Given the advantages of available mouse models , it is not surprising that researchers have made use of them to understand oesophageal stem cell dynamics. However, these rodent models also presents some caveats, as fundamental differences between mouse and human oesophagus exist.
The human oesophagus is a squamous non-keratinized epithelium organized around structures called papillae that divide the tissue into papillary and interpapillary zones (Fig. 10.3). Proliferation takes place in the first 5–6 layers from the basement membrane. On commitment to differentiation, cells exit cell cycle and stratify into the suprabasal layers , migrating to the tissue surface from which they are eventually shed. Unlike the mouse oesophagus, the human oesophagus lacks a cornified protective layer at the tissue surface, making it more vulnerable to the chemical and physical properties of the substances we ingest. This is circumvented to some extent by having additional cell layers that form a thicker epithelium, as well as by the presence of submucosal glands that release mucous and acid neutralizing agents exerting a protective role (Goetsch 1910; Barbera et al. 2015; Seery 2002; Marques-Pereira and Leblond 1965).
Schematic representation depicting differences between human and mouse oesophagus
Generally speaking, mouse oesophagus presents a simpler structure. It is also lined by a squamous epithelium that consists of layers of keratinocytes. However, unlike humans, proliferation is confined to the basal cell layer, and no glands, papillae or other accessory structures are found (Doupe et al. 2012; Messier and Leblond 1960; Rosekrans et al. 2015).
Despite the benefit and advantages of using mouse models to understand human oesophageal biology, the significant differences between the two species makes it critical to ultimately test animal observations for their validity in human models.
The recent development of organoid cultures in different epithelial tissues, including the oesophagus, has provided an extraordinary opportunity to translate observations from mouse models into humans (Fatehullah et al. 2016; DeWard et al. 2014; Sato et al. 2011). This 3D in vitro culture method allows for the formation of organized cellular structures with different cellular subtypes and a function reminiscent of that found in the original tissue. This opens new venues to thoroughly characterise human epithelial stem cell biology in health and disease by considering cell-cell interactions while retaining spatial resolution , at least to some extent.
10.8 Oesophageal Stem Cells in Rodent Models
The oesophagus represent an epithelial barrier in contact with the exterior and, as such, it requires to be in constant turnover to sustain tissue integrity in response to the continuous damage. Proliferation, confined to the basal layer in mice and first few layers in human, is required to generate new cells to maintain the tissue in homeostasis. Under normal conditions, it is critical that upon division the same number of proliferating and differentiating cells are produced in order to maintain a balanced equilibrium. An imbalance will result in the loss of cell production, compromising tissue integrity, or in an excessive cell proliferation potentially leading to cancer (Doupe et al. 2012; Frede et al. 2014; Frede et al. 2016; Alcolea et al. 2014).

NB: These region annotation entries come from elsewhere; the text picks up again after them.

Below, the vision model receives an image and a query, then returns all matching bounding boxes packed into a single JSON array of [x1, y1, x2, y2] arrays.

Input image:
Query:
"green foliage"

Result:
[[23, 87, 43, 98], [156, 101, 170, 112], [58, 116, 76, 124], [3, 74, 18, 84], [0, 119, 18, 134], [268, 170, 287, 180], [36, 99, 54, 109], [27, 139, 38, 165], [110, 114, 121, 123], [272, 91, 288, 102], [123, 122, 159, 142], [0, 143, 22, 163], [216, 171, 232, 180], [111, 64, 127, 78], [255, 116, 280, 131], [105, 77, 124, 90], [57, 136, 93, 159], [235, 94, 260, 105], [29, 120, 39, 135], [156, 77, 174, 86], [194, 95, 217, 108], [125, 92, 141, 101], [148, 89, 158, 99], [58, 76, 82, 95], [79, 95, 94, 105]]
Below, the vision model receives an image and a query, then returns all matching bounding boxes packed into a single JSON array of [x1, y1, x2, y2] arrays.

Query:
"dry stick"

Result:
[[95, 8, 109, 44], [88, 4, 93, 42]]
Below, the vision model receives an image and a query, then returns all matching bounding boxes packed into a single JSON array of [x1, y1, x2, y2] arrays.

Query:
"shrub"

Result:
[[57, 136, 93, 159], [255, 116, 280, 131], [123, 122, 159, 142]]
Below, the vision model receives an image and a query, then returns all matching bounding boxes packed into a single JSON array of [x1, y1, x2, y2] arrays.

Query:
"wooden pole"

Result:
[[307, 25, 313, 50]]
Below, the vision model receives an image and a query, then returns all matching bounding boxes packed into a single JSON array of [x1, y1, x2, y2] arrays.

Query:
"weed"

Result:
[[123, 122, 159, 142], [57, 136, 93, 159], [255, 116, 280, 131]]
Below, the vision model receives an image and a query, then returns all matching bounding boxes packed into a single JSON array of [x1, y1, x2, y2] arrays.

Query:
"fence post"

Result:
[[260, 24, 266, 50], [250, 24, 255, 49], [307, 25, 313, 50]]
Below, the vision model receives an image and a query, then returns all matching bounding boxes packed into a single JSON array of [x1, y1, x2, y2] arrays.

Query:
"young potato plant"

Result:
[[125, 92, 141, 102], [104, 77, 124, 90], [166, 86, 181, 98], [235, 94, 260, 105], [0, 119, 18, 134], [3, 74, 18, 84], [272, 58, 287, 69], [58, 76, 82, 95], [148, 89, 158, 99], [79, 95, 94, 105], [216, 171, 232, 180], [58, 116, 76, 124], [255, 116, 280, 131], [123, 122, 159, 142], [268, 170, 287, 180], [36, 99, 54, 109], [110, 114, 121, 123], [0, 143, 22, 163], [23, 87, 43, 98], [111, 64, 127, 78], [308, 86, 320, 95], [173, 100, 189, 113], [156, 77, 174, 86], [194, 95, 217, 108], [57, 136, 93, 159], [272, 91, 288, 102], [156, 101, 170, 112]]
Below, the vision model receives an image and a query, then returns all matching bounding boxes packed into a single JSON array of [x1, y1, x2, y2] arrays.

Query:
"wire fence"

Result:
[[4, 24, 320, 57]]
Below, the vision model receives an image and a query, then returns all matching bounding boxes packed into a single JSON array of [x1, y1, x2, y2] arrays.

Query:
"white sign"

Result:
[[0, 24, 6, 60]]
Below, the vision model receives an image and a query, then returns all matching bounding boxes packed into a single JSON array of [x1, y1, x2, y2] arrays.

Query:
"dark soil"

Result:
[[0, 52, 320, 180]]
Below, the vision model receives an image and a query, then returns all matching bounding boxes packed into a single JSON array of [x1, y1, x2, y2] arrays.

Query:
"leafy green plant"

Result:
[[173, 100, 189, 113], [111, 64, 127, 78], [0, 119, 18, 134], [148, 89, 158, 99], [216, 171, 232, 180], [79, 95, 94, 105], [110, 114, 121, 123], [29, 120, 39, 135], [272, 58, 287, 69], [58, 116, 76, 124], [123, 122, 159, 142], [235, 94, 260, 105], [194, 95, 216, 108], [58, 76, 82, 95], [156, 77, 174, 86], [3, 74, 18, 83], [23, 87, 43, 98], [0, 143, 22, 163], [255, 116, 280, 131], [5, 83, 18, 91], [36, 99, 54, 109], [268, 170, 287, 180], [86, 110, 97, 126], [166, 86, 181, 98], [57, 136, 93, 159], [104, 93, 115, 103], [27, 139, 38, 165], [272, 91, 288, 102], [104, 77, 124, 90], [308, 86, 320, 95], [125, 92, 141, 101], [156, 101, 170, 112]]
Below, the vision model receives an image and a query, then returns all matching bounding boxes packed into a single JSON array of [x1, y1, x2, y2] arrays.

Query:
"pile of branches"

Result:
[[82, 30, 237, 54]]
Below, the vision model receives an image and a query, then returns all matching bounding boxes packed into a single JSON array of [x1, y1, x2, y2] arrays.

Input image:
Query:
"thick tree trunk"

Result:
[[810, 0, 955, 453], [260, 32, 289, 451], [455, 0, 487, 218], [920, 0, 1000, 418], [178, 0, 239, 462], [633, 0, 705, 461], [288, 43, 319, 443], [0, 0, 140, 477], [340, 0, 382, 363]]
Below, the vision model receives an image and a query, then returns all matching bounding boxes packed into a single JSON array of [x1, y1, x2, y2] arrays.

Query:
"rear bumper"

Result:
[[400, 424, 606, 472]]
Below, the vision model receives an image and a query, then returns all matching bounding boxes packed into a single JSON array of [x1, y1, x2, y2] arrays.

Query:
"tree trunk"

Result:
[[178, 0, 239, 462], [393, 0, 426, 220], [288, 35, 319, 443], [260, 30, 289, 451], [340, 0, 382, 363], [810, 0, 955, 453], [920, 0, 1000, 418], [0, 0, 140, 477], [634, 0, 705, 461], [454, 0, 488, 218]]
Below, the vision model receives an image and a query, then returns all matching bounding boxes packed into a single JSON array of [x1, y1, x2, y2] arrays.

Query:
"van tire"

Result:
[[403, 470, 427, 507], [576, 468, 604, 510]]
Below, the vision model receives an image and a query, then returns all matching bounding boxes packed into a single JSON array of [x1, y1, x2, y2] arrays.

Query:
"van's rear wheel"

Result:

Work in the late sixties, studying tritiated thymidine incorporation in the rat oesophagus had suggested that all proliferating cells were equipotent, and that the commitment and exit from the basal layer was stochastic. By performing these experiments, Leblond and co-workers observed how all the cells incorporating the labelled thymidine isotope during division were localized to the basal layer, arguing against asymmetrical division. Over time, half of the labelled cells stratified to the suprabasal layers, suggesting that cell fate making was happening after cell division in a stochastic manner (Marques-Pereira and Leblond 1965).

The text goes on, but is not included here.